現代人の暮らしが”バグ”る「虫村(バグソン)」に行ってみた! 不動産×テクノロジーの第一人者が、山奥に貨幣経済外の集落をつくる理由って? 神奈川県相模原市・藤野
中村さん自身、小学受験と中学受験を経験しました。妻も同様に、中学受験を経験してきたそう。それでも、ともに「自分たちの受けた教育で本当にいいんだっけ?」という疑問が、すべての出発点だったといいます。AIが普及するであろう将来、問題も答えも、より複雑になります。今の教育で対処する力が養われるのか、さらに自分たちの働き方や暮らし方、これからの社会のあり方を考えるうちに、自然と耳に入ってきたのが「藤野」という地名でした。
山の風景。稜線が美しく、移り変わる空の色、風など、「たくさんのものをもらっている」と中村さん。
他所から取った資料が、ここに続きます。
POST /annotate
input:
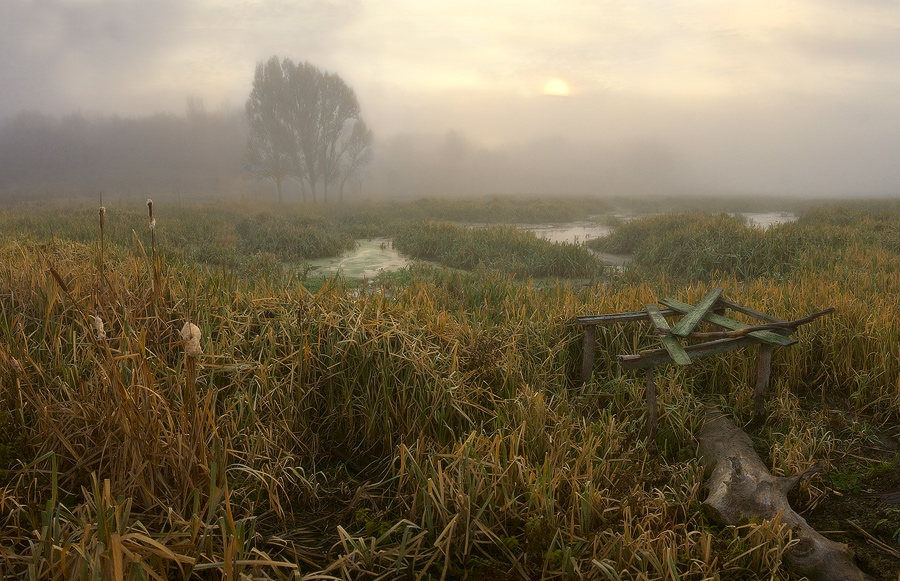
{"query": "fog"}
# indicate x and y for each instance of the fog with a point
(599, 98)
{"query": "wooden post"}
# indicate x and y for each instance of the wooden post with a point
(590, 346)
(652, 412)
(763, 372)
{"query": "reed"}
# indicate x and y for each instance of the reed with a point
(425, 426)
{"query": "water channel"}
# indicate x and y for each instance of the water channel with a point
(375, 255)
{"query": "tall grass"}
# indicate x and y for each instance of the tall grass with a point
(426, 429)
(505, 248)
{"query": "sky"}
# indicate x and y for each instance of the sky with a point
(770, 96)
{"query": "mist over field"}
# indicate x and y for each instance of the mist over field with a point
(547, 98)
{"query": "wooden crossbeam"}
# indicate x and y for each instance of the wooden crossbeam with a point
(692, 318)
(671, 344)
(655, 357)
(725, 322)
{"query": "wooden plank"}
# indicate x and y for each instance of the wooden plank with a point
(587, 320)
(749, 311)
(725, 322)
(652, 409)
(691, 319)
(590, 346)
(763, 372)
(654, 357)
(671, 344)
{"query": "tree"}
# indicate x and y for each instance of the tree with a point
(298, 115)
(356, 150)
(271, 150)
(338, 108)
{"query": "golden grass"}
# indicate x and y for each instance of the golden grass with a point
(422, 431)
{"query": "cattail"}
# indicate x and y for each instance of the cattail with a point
(98, 328)
(17, 367)
(190, 333)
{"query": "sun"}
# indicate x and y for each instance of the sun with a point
(557, 88)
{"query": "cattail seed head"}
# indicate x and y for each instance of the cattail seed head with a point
(98, 328)
(190, 334)
(150, 213)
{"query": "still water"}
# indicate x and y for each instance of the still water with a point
(376, 255)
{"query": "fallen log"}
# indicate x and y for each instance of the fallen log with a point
(741, 489)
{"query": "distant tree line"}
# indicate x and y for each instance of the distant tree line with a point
(195, 153)
(305, 126)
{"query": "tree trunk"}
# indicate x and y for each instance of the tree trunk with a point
(741, 489)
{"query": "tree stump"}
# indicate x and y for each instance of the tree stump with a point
(741, 489)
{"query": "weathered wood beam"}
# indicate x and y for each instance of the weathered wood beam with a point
(692, 318)
(788, 326)
(741, 489)
(654, 357)
(652, 409)
(725, 322)
(671, 344)
(590, 347)
(749, 311)
(587, 320)
(763, 372)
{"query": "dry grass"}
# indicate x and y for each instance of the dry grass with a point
(430, 430)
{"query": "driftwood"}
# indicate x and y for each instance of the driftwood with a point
(741, 489)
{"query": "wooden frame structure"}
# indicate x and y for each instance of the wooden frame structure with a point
(733, 335)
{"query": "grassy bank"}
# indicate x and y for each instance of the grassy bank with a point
(429, 426)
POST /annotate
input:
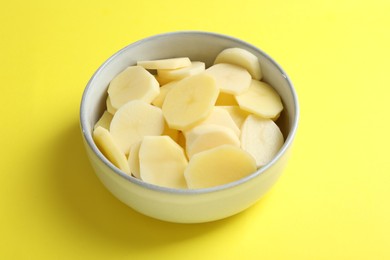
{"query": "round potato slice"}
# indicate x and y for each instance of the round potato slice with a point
(218, 166)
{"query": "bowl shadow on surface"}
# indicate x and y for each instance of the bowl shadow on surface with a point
(99, 213)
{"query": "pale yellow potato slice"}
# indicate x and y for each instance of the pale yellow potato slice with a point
(133, 83)
(164, 89)
(225, 99)
(205, 137)
(133, 159)
(106, 144)
(172, 133)
(261, 138)
(230, 78)
(181, 140)
(133, 121)
(242, 58)
(261, 99)
(238, 115)
(162, 162)
(104, 121)
(177, 74)
(162, 81)
(220, 116)
(109, 106)
(167, 64)
(218, 166)
(190, 101)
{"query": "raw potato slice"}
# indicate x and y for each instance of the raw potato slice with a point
(133, 121)
(261, 138)
(133, 160)
(172, 133)
(162, 162)
(133, 83)
(230, 78)
(225, 99)
(190, 101)
(220, 116)
(218, 166)
(162, 81)
(167, 64)
(181, 140)
(159, 100)
(205, 137)
(242, 58)
(261, 99)
(104, 121)
(238, 115)
(109, 149)
(110, 108)
(177, 74)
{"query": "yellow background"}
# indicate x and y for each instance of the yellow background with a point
(332, 201)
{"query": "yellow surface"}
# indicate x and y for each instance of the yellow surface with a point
(332, 201)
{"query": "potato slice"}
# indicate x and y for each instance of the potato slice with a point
(242, 58)
(164, 89)
(190, 101)
(225, 99)
(218, 166)
(109, 148)
(261, 138)
(133, 83)
(172, 133)
(230, 78)
(261, 99)
(133, 121)
(177, 74)
(220, 116)
(133, 159)
(162, 162)
(205, 137)
(109, 106)
(167, 64)
(104, 121)
(238, 115)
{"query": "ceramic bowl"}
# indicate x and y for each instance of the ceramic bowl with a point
(174, 205)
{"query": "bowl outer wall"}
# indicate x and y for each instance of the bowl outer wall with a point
(186, 206)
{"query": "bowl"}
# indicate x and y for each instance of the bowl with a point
(179, 205)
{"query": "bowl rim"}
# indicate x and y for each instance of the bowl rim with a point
(89, 140)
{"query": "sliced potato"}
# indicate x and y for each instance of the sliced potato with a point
(218, 166)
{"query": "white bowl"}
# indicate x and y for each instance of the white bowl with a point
(174, 205)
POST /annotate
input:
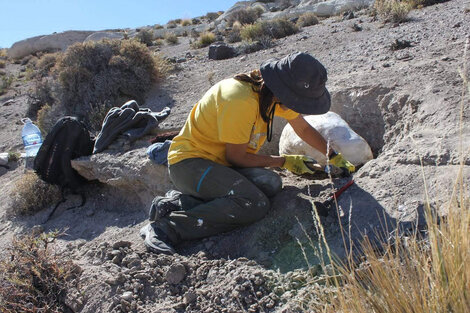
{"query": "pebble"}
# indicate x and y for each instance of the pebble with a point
(121, 244)
(37, 230)
(175, 274)
(127, 295)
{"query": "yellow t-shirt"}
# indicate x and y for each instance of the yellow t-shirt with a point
(227, 113)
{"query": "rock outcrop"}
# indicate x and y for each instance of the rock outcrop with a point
(54, 42)
(333, 128)
(104, 35)
(132, 172)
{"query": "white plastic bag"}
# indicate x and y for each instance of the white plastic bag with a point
(335, 130)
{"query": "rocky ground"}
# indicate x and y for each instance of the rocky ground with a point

「仲のよいデザイナーさんが藤野で暮らしている、都心まで通勤している人もいる、藤野はおもしろい……という話をいろんな人からちらりちらりと聞くようになって。そのうち、シュタイナー学園があることを知り、子どもにもよさそうだ、と。移住先の候補として検討するようなりました」(中村さん)
サウナもつくりました。
大切なのは子ども自身からの生まれる「意欲」。デジタル機器を減らした子育て
藤野とは、神奈川県相模原市緑区にある、旧藤野町のこと。中央線本線が通っており、新宿や東京までも1本で、1時間ほどでアクセスできます。藤野町は戦中に芸術家やアーティストが疎開して住んでいたこともあり、現在も多数の画家や陶芸家、クラフトマンやアーティストが暮らす芸術の町として知られています。
ドアノッカーも地元の作家さん作。
また、独自性の高い教育で知られる「シュタイナー学園」(私立小・中・高一貫校)、持続可能な農業や人と自然が共に豊かになるような関係を築いていくための発信を行う「パーマカルチャー・センター・ジャパン」などがあり、「次の暮らし」「したい暮らし」を求めて来る人が多く、単なる「田舎」ではない暮らしができるとあって、静かに人気を集めています。 「移住先としては自然が豊かな地域を候補として考えていました。たとえば、教育環境が整っているという逗子なども見学しましたが、自分たちにとって最もおもしろそうな変化が起きそうなのは藤野だろうということで、最終的にこのまちに決めました」とその決断を振り返ります。